School of Health and Exercise Sciences, Faculty of Health and Social Development, University of British Columbia, Okanagan Campus, Canada, 3333 University Way, Kelowna, BC Canada V1V 1V7.
J Physiol. 2012 Jul 15;590(14):3261-75. doi: 10.1113/jphysiol.2012.228551. Epub 2012 Apr 10.
Despite the importance of blood flow on brainstem control of respiratory and autonomic function, little is known about regional cerebral blood flow (CBF) during changes in arterial blood gases.We quantified: (1) anterior and posterior CBF and reactivity through a wide range of steady-state changes in the partial pressures of CO2 (PaCO2) and O2 (PaO2) in arterial blood, and (2) determined if the internal carotid artery (ICA) and vertebral artery (VA) change diameter through the same range.We used near-concurrent vascular ultrasound measures of flow through the ICA and VA, and blood velocity in their downstream arteries (the middle (MCA) and posterior (PCA) cerebral arteries).

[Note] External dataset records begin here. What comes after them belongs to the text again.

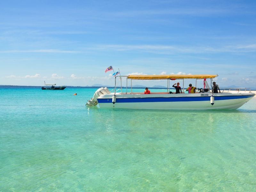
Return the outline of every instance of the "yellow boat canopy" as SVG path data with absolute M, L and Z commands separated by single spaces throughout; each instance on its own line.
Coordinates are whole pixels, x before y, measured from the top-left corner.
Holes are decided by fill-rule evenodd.
M 128 79 L 140 80 L 168 79 L 175 80 L 183 79 L 209 79 L 214 78 L 218 75 L 129 75 Z

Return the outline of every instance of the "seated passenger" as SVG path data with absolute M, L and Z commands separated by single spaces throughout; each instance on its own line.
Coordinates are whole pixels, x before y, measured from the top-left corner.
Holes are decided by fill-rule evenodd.
M 176 93 L 177 94 L 177 93 L 180 93 L 180 93 L 182 93 L 182 92 L 181 92 L 181 88 L 180 88 L 179 85 L 180 85 L 180 83 L 177 83 L 177 86 L 174 86 L 176 84 L 176 83 L 172 85 L 172 87 L 174 87 L 175 88 L 175 89 L 176 89 Z
M 189 93 L 194 93 L 196 92 L 196 88 L 192 87 L 192 84 L 191 84 L 188 86 L 189 87 L 186 89 L 186 91 L 188 91 Z
M 150 94 L 150 91 L 148 90 L 148 87 L 146 87 L 146 90 L 144 92 L 144 94 Z

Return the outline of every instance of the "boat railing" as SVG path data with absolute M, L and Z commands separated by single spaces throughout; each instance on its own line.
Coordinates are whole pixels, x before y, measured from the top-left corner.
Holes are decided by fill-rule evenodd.
M 117 92 L 117 91 L 118 91 L 118 90 L 119 90 L 119 89 L 117 89 L 117 90 L 116 90 L 116 92 Z M 107 93 L 107 94 L 108 94 L 108 93 L 111 93 L 111 92 L 112 92 L 112 91 L 115 91 L 115 89 L 112 89 L 112 90 L 111 90 L 111 91 L 109 91 L 109 92 L 108 92 L 108 93 Z
M 220 88 L 222 90 L 221 93 L 223 93 L 224 91 L 228 90 L 227 92 L 229 92 L 230 91 L 237 91 L 237 93 L 239 92 L 242 91 L 244 91 L 245 92 L 246 90 L 249 91 L 249 92 L 251 92 L 250 88 L 245 88 L 245 87 L 237 87 L 236 88 Z

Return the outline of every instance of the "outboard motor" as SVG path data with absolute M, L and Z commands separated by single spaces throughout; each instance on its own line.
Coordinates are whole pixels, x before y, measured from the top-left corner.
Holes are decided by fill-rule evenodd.
M 90 100 L 85 104 L 87 106 L 96 106 L 98 104 L 97 98 L 101 95 L 107 94 L 109 92 L 109 91 L 107 87 L 101 87 L 99 88 L 98 90 L 95 92 L 93 95 L 93 96 Z
M 212 105 L 213 105 L 214 104 L 214 97 L 212 95 L 212 96 L 210 98 L 210 101 Z

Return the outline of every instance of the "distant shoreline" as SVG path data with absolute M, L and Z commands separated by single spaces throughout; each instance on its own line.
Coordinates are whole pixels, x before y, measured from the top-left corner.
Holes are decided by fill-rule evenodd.
M 86 88 L 100 88 L 102 87 L 105 87 L 105 86 L 69 86 L 68 85 L 63 85 L 63 86 L 66 86 L 67 88 L 82 88 L 83 89 L 86 89 Z M 34 85 L 0 85 L 0 87 L 19 87 L 20 88 L 21 87 L 36 87 L 36 88 L 41 88 L 42 86 L 34 86 Z M 114 89 L 115 88 L 115 87 L 114 86 L 107 86 L 107 87 L 109 89 Z M 146 86 L 145 87 L 133 87 L 133 89 L 145 89 Z M 148 87 L 149 89 L 167 89 L 167 87 Z M 117 89 L 121 89 L 121 87 L 116 87 L 116 88 Z M 127 87 L 128 89 L 131 89 L 131 87 Z M 184 88 L 185 89 L 185 88 L 184 87 Z M 220 88 L 220 90 L 223 90 L 223 89 L 224 89 L 225 88 Z M 122 89 L 126 89 L 126 87 L 122 87 Z M 173 90 L 175 90 L 175 89 L 173 88 L 173 87 L 170 87 L 169 88 L 170 89 Z M 252 92 L 256 94 L 256 90 L 254 89 L 251 89 L 251 91 Z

Part A (n =16) examined iso-oxic changes in PaCO2, consisting of three hypocapnic stages (PaCO2 =∼15, ∼20 and ∼30 mmHg) and four hypercapnic stages (PaCO2 =∼50, ∼55, ∼60 and ∼65 mmHg). In Part B (n =10), during isocapnia, PaO2 was decreased to ∼60, ∼44, and ∼35 mmHg and increased to ∼320 mmHg and ∼430 mmHg. Stages lasted ∼15 min. Intra-arterial pressure was measured continuously; arterial blood gases were sampled at the end of each stage. There were three principal findings. (1) Regional reactivity: the VA reactivity to hypocapnia was larger than the ICA, MCA and PCA; hypercapnic reactivity was similar.With profound hypoxia (35 mmHg) the relative increase in VA flow was 50% greater than the other vessels. (2) Neck vessel diameters: changes in diameter (∼25%) of the ICA was positively related to changes in PaCO2 (R2, 0.63±0.26; P<0.05); VA diameter was unaltered in response to changed PaCO2 but yielded a diameter increase of +9% with severe hypoxia. (3) Intra- vs. extra-cerebral measures: MCA and PCA blood velocities yielded smaller reactivities and estimates of flow than VA and ICA flow. The findings respectively indicate: (1) disparate blood flow regulation to the brainstem and cortex; (2) cerebrovascular resistance is not solely modulated at the level of the arteriolar pial vessels; and (3) transcranial Doppler ultrasound may underestimate measurements of CBF during extreme hypoxia and/or hypercapnia.
尽管血流对脑干控制呼吸和自主功能很重要,但人们对动脉血气变化期间的局部脑血流 (CBF) 知之甚少。我们定量测量了:(1) 在动脉血二氧化碳分压 (PaCO2) 和氧分压 (PaO2) 的稳态范围内,前脑和后脑的 CBF 和反应性;(2) 确定颈内动脉 (ICA) 和椎动脉 (VA) 是否通过相同范围改变直径。我们使用经颅超声测量 ICA 和 VA 的流量以及其下游动脉(大脑中动脉 (MCA) 和大脑后动脉 (PCA))的血流速度。A 部分(n =16)检查了 PaCO2 的等氧变化,包括三个低碳酸血症阶段(PaCO2 =∼15、∼20 和 ∼30 mmHg)和四个高碳酸血症阶段(PaCO2 =∼50、∼55、∼60 和 ∼65 mmHg)。在 B 部分(n =10)中,在等碳酸血症期间,PaO2 降低至 ∼60、∼44 和 ∼35 mmHg,升高至 ∼320 mmHg 和 ∼430 mmHg。每个阶段持续约 15 分钟。连续测量动脉内压;在每个阶段结束时取样动脉血气。有三个主要发现。(1) 区域反应性:VA 对低碳酸血症的反应性大于 ICA、MCA 和 PCA;高碳酸血症反应性相似。在严重缺氧(35 mmHg)下,VA 流量的相对增加比其他血管高 50%。(2) 颈部血管直径:ICA 直径的变化(∼25%)与 PaCO2 的变化呈正相关(R2,0.63±0.26;P<0.05);VA 直径对 PaCO2 的变化没有反应,但在严重缺氧时会增加 +9%。(3) 颅内与颅外测量:MCA 和 PCA 的血流速度产生的反应性和流量估计小于 VA 和 ICA 的血流速度。这些发现分别表明:(1) 脑干和皮质的血流调节不同;(2) 脑血管阻力不仅仅在血管内皮血管水平上调节;(3) 经颅多普勒超声可能低估了严重缺氧和/或高碳酸血症期间 CBF 的测量。